About your third concern in the list: Did you meant that it is only possible to affect the structures at compile-time?

ghost commented 11 years ago

I must admit that I haven't completely understood the int_vector. What does it offer more than ease of indexing other word sizes than a byte? And when you say "is already in int_vector format" what is meant? <-- Leave it at that, if It is a long explanation. I should look thoroughly at the code then :)

I agree that the swap method does not take much memory, when the structures use pointers to the heap. What if a structure initializes large static (based on template variables) arrays (not pointers to the heap)? Is this an unlikely scenario?

My use for the extra functionality in int_vector_file_buffer is when I want to construct each block of the wt_fixed_block. If I could restrict the int_vector_file_buffer temporarily so that it appears to only contain a sub-string of its real size, I could simply pass it to the block wts. Right now I work around by creating temporary files for each block. I'll possibly look into this enhancement then if there are no objections.

So the only real question left; It's only possible to affect the structures at compile-time by using template variables. Since the constructor is fixed by the interface, and the construct function uses the swap method, there is no way to affect the object (e.g. setting the block size) at run-time before the structure has been constructed (at which time it is too late to set the block size). Would't it be useful if there were some standard approach in the construction flow, that would allow parameters of the structure to be set at run-time but before the structure is constructed?

simongog commented 11 years ago

I'll come back to your first paragraph later. About swap: No structure in the library has large static arrays as members but only a constant number of pointers or members which are also library structures. So you would have to generate this scenario.
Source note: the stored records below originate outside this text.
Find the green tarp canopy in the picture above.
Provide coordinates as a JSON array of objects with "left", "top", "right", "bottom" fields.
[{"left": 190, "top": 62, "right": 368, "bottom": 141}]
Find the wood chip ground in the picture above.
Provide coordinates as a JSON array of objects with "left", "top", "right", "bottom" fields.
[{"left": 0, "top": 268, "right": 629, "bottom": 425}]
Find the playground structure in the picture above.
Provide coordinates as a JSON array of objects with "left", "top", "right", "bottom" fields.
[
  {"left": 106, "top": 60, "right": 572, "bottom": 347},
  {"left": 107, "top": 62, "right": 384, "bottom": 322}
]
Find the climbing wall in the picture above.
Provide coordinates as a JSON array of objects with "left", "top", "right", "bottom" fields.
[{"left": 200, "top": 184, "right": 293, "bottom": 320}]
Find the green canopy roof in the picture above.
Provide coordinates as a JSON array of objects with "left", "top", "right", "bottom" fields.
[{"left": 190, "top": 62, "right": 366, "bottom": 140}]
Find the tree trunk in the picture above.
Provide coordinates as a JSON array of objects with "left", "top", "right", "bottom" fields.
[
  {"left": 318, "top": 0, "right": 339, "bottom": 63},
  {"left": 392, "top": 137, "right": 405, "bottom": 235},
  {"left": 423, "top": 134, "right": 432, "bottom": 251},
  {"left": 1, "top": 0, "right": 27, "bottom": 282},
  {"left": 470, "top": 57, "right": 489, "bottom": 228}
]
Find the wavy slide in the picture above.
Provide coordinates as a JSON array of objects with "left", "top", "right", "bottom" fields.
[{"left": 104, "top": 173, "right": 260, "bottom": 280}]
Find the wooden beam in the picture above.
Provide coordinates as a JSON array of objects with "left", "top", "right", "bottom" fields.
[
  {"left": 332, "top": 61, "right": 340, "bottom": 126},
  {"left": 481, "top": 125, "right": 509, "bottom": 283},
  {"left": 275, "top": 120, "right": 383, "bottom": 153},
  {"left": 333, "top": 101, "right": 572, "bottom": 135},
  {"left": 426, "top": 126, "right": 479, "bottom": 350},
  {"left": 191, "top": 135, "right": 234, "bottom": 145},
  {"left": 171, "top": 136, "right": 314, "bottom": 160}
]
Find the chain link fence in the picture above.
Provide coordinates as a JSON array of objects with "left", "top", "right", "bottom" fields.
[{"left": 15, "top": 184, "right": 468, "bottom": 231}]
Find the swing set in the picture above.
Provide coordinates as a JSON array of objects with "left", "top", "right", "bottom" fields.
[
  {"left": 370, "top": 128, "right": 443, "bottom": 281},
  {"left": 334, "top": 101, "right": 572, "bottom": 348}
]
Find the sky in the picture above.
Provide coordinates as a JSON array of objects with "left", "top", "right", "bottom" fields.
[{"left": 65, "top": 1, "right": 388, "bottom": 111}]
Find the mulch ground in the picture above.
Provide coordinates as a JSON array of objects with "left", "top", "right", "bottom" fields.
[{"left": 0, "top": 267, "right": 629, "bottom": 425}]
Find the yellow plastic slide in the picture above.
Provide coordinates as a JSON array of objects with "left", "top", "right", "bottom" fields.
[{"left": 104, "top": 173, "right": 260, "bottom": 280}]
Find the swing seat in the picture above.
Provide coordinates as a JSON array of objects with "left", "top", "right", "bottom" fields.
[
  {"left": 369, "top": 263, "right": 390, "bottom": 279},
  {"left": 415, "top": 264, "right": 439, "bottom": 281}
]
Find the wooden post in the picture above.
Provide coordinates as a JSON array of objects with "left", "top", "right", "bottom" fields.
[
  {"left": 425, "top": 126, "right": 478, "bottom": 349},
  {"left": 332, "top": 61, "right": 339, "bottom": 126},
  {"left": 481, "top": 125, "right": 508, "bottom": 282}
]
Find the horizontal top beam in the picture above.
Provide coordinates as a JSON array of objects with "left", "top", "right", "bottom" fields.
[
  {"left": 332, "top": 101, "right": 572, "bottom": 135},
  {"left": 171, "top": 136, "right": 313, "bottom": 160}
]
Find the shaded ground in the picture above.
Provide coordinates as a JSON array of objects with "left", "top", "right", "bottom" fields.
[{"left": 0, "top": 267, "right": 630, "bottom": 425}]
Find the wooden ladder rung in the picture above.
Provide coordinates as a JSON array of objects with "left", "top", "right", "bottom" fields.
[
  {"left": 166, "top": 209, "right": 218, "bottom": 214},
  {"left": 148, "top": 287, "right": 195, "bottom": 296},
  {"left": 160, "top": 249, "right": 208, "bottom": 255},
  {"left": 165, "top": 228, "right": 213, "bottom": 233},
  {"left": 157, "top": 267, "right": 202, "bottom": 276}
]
You can just use the in-memory construction (construct_im) for each block. This will create a in-memory file (have a look in ram_fs.hpp and construct.hpp) and does not interact with disk at all.
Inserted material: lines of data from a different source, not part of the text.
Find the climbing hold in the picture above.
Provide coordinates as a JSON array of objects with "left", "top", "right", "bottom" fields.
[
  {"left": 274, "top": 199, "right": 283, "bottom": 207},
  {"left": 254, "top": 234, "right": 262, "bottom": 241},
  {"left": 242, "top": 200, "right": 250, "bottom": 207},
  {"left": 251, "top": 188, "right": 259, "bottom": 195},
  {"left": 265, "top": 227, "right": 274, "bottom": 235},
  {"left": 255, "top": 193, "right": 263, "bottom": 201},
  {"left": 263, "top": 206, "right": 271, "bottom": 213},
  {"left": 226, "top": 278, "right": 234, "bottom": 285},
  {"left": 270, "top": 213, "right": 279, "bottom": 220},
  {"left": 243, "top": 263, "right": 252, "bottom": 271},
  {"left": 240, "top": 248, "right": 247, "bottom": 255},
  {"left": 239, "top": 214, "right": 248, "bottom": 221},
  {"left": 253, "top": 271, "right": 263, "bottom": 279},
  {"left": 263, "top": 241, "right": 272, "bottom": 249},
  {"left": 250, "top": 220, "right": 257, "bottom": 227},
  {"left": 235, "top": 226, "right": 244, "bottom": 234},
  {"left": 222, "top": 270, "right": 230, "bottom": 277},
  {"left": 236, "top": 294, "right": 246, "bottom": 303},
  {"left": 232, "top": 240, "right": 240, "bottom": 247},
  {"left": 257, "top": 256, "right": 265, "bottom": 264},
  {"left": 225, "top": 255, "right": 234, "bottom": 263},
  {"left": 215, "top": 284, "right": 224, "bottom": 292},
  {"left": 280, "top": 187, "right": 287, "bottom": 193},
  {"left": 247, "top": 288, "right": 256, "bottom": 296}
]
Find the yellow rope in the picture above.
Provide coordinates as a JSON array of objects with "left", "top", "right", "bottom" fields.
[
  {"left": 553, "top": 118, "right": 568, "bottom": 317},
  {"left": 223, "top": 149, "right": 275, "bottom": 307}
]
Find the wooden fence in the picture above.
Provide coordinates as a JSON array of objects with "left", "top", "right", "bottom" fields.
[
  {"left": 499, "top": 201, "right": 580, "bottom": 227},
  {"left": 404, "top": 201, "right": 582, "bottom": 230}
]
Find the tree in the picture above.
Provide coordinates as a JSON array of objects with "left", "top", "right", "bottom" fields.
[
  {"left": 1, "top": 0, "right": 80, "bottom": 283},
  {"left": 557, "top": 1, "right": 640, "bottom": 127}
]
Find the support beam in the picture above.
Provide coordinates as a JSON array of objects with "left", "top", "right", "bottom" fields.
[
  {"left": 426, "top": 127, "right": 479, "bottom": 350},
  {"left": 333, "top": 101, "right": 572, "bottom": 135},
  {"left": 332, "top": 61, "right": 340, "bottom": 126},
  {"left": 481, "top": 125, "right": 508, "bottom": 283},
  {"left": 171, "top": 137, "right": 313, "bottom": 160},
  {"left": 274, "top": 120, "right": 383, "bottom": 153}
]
About the compile-time issue. The block-size parameter has to a template-parameter. Yes, I know at the first glance this is not so handy sometimes. For example for testing and benchmarking with different parameters, since you have to write a script which compiles the program with different parameter values and so on. But have a look at the benchmark code, it is not so hard to do. So why do we have to do this? Well, if you only think of your class than your solution makes perfectly sense. However we will have problems in the following scenario: Someone wants to use two WTs in a more complex class. He specifies the type of the WTs as template parameter. The question is now: How does the signature of the constructor of this class look like? Well, it depends on the signatur of the WT type's constructor. So we need one common interface for all WTs and the only solution I can think of is to pass the block value as template parameter.... Would be happy, if there is a more flexible solution for this...
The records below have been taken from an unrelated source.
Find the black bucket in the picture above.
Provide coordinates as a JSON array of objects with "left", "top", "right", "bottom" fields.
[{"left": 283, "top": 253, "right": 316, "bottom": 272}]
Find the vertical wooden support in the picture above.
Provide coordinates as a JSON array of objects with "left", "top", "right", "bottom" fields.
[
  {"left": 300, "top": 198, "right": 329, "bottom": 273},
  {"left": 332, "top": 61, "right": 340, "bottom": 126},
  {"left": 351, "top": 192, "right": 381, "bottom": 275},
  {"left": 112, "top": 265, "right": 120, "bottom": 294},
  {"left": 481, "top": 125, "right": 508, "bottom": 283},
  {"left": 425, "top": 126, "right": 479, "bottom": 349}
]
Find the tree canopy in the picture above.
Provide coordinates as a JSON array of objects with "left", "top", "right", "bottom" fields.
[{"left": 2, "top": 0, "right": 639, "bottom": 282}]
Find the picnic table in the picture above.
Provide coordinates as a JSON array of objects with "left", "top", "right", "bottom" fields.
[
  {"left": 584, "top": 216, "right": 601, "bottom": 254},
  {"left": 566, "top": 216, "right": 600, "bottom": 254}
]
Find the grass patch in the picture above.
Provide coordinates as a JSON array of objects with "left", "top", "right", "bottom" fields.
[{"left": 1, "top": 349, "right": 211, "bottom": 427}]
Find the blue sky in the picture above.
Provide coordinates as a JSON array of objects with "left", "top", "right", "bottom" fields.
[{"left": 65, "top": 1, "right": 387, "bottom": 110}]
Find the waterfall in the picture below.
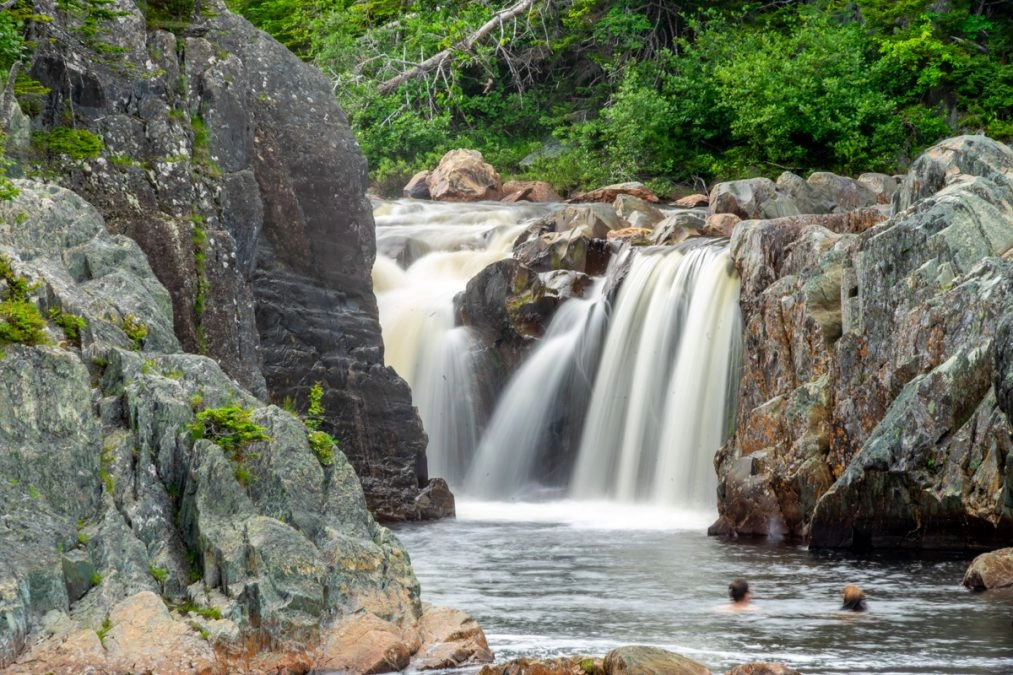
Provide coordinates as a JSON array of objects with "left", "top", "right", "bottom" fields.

ghost commented 11 years ago

I couldn't see how ram_fs would work, but after a long time i noticed that it was osfstream, isfstream and not ofstream, ifstream....

Yes, I can definitely benefit from using stringbuf, and I will, thank you! (the enhancements of int_vector_file_buffer will of course still save a lot of memory though).

About initialization: Yes the interface would have to be the same (the scenario you describe is exactly wt_fixed_block), and from mpetris answer I understand that in was a design choice to use constructors and swap as opposed to a construct function in each class. So with this solution, the only way I can think of is to let the construct take a config parameter, which it forwards to the construct of the structure. This parameter would either be a class specific to the structure, inherited from a top "config" type (for type checking), or it could be boxed which woudn't be as pretty, but maybe more efficient?? It should ofc. be an optional parameter, so that the 'cleanness' from the construct function isn't broken.